Die Pfarrkirche St. Josef wurde gebaut, da der Platz für die wachsende Zahl der Gläubigen in der ehemaligen katholischen Pfarrkirche St. Theresia (Theresienkirche) nicht mehr ausreichte.

Die Pläne stammten von Domvikar Georg Dengler aus Regensburg, Baumeister war Friedrich Mühlhöfer aus Marktredwitz.

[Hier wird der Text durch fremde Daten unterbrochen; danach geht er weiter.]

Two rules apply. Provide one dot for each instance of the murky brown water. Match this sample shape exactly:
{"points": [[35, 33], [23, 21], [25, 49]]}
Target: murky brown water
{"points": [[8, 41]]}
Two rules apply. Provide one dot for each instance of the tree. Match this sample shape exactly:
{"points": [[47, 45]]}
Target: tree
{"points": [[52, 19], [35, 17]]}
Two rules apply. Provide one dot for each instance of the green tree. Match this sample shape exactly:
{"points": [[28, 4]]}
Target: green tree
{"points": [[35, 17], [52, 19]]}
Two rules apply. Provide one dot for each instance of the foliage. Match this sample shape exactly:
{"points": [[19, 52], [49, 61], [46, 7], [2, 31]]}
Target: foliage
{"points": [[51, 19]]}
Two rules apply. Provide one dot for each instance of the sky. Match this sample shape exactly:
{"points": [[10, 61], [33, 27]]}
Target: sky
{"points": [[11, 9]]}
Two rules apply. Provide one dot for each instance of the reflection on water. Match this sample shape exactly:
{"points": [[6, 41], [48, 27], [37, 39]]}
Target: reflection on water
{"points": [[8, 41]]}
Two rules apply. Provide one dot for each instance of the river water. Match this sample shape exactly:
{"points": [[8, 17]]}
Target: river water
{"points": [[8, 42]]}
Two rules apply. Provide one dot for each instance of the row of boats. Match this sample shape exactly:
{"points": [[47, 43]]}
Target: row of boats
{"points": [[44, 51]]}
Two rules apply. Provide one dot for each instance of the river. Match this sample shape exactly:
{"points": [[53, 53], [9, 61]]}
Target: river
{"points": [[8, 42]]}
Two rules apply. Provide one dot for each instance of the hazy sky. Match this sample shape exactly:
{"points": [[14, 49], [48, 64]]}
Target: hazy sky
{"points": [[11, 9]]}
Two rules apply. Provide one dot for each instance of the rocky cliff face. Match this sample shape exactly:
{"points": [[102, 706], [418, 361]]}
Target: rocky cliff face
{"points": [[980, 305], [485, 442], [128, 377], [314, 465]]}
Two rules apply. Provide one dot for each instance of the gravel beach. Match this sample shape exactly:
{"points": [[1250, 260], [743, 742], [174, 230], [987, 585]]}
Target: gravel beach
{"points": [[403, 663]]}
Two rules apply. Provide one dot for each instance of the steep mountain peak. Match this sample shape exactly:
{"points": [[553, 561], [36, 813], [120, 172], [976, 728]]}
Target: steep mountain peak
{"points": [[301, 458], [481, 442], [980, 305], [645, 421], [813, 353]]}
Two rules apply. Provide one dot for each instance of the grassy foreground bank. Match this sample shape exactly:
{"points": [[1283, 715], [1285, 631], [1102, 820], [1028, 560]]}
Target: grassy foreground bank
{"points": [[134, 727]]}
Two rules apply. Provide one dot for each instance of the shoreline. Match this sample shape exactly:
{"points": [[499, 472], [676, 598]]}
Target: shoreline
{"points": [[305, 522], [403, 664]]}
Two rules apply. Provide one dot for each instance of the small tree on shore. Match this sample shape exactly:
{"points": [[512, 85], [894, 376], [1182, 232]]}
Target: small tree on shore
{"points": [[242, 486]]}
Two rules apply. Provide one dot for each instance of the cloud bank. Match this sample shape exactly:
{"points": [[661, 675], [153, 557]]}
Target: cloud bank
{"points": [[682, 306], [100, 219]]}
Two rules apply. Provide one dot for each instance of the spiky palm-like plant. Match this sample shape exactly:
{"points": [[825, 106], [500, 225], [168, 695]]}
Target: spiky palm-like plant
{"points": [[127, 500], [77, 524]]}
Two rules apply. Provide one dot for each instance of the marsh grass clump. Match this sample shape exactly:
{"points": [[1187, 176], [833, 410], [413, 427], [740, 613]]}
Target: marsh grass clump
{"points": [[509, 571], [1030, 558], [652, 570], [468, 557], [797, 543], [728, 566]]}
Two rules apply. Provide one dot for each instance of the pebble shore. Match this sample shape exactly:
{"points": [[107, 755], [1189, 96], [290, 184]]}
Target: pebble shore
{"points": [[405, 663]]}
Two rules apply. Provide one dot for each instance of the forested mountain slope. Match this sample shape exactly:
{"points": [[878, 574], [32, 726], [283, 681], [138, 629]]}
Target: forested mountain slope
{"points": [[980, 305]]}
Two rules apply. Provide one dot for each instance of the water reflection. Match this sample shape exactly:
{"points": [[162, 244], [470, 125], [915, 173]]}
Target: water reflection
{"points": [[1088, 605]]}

Bischof Ignazius von Senestry weihte die Kirche am 07. Oktober 1895. Ein Jahr später wurde der Pfarrhof erbaut, der im Jahre 1916 eine Erweiterung erfuhr.

 

     

 

 

Die Stadtpfarrkirche ist ein neugotischer Backsteinbau.

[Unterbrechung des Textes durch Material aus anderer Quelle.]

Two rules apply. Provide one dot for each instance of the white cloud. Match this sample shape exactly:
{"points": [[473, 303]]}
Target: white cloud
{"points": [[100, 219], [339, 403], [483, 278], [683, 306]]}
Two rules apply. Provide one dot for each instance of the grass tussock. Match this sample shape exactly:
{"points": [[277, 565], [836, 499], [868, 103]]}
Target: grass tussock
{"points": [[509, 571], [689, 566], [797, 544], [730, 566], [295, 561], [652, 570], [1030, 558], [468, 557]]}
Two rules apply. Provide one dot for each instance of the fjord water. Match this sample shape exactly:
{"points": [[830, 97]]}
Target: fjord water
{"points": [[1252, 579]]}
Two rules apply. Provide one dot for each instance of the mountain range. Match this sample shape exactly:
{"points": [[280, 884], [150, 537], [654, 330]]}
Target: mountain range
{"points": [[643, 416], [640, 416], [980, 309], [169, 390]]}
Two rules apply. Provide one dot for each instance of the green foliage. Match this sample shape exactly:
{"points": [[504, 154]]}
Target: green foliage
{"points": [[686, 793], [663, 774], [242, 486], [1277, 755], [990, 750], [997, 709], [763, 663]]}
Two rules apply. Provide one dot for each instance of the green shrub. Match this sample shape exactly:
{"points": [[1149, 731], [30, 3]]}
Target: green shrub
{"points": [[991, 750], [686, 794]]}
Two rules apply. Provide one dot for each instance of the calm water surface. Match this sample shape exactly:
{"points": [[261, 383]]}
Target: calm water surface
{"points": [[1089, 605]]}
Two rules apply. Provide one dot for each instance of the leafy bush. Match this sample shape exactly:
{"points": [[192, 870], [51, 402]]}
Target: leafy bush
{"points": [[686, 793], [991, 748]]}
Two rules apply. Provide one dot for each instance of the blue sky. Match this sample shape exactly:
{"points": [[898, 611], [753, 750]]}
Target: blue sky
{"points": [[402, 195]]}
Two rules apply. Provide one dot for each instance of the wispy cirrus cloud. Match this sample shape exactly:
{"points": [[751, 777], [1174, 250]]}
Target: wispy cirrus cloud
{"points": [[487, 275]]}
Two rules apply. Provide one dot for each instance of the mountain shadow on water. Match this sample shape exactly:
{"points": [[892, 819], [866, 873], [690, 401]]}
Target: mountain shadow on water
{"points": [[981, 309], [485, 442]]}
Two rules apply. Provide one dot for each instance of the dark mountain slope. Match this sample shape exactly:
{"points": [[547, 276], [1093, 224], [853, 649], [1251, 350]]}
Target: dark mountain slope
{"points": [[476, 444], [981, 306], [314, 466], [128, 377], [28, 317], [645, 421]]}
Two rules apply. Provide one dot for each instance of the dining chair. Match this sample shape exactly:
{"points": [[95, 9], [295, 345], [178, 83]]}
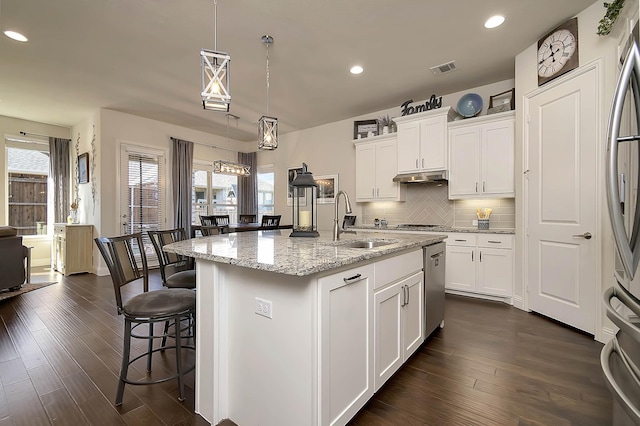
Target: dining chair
{"points": [[214, 230], [184, 275], [248, 218], [270, 221], [207, 220], [221, 219], [349, 220], [125, 257]]}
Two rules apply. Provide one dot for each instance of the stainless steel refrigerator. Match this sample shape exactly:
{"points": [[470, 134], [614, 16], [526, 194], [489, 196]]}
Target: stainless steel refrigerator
{"points": [[620, 358]]}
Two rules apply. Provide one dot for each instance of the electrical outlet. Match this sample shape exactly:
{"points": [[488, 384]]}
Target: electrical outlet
{"points": [[264, 307]]}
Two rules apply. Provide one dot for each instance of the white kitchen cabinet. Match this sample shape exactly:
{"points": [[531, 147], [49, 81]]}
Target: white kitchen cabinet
{"points": [[422, 140], [375, 169], [72, 248], [481, 157], [398, 325], [346, 324], [480, 263]]}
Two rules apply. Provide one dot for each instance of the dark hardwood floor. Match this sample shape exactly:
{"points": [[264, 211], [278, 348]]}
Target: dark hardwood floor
{"points": [[492, 364]]}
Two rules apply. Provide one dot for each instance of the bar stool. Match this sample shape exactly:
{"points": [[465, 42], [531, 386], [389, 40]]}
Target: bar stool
{"points": [[184, 275], [126, 260]]}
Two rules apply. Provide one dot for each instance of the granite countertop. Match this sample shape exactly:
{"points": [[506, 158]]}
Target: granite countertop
{"points": [[275, 251], [475, 230]]}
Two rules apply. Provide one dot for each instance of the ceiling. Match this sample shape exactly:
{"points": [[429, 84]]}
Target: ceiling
{"points": [[141, 57]]}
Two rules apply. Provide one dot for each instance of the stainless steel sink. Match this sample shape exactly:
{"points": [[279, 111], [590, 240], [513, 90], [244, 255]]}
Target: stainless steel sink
{"points": [[366, 244]]}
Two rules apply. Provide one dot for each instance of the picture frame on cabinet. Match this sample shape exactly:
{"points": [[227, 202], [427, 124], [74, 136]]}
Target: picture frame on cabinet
{"points": [[327, 188], [291, 175], [83, 168], [362, 128]]}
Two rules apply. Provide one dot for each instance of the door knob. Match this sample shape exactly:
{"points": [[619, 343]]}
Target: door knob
{"points": [[586, 235]]}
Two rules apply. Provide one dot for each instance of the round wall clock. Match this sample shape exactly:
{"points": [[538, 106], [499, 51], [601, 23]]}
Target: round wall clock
{"points": [[558, 51]]}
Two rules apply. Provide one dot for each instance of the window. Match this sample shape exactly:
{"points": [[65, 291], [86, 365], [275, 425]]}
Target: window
{"points": [[27, 174], [265, 191], [213, 193], [142, 194]]}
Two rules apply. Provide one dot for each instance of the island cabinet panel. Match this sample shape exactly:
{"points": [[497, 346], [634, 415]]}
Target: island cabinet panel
{"points": [[398, 325], [346, 323]]}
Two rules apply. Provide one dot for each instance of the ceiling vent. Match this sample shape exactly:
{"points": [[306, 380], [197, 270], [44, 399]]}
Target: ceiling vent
{"points": [[442, 68]]}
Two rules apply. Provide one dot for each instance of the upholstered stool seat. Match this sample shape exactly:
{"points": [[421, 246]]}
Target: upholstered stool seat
{"points": [[160, 303], [182, 279]]}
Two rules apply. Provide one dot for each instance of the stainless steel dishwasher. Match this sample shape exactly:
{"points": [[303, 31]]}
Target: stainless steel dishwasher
{"points": [[434, 266]]}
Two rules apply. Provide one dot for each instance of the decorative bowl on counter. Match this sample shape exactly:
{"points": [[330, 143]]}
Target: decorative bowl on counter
{"points": [[469, 105]]}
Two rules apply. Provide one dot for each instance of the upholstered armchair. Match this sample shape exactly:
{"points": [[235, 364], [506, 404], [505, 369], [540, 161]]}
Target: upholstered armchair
{"points": [[13, 255]]}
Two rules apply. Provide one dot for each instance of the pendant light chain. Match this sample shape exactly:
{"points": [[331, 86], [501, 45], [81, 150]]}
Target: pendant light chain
{"points": [[268, 78]]}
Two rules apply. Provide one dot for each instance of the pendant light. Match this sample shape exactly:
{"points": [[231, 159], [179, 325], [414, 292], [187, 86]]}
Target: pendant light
{"points": [[267, 126], [215, 73], [225, 167]]}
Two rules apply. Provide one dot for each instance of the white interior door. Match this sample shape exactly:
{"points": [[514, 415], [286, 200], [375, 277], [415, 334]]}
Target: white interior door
{"points": [[561, 138]]}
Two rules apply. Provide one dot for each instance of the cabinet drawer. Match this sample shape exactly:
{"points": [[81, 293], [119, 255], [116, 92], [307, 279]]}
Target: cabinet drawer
{"points": [[495, 240], [394, 268], [461, 239]]}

Der Hochalter zeigt Bilder aus dem Leben des Kirchenpatrons, des Heiligen Josef: auf der rechten Seite Josef als Zimmermann und links der Tod des Heiligen.

  

KreuzigungsgruppeDie Kreuzigungsgruppe wurde anlässlich einer Gemeindemission im Jahre 1937 errichtet. Neben dem gekreuzigten Erlöser sind Maria und Johannes dargestellt.

 

Die Fenster im Altarraum wurden von den Familien Hellberg und Maierhöfer gestiftet.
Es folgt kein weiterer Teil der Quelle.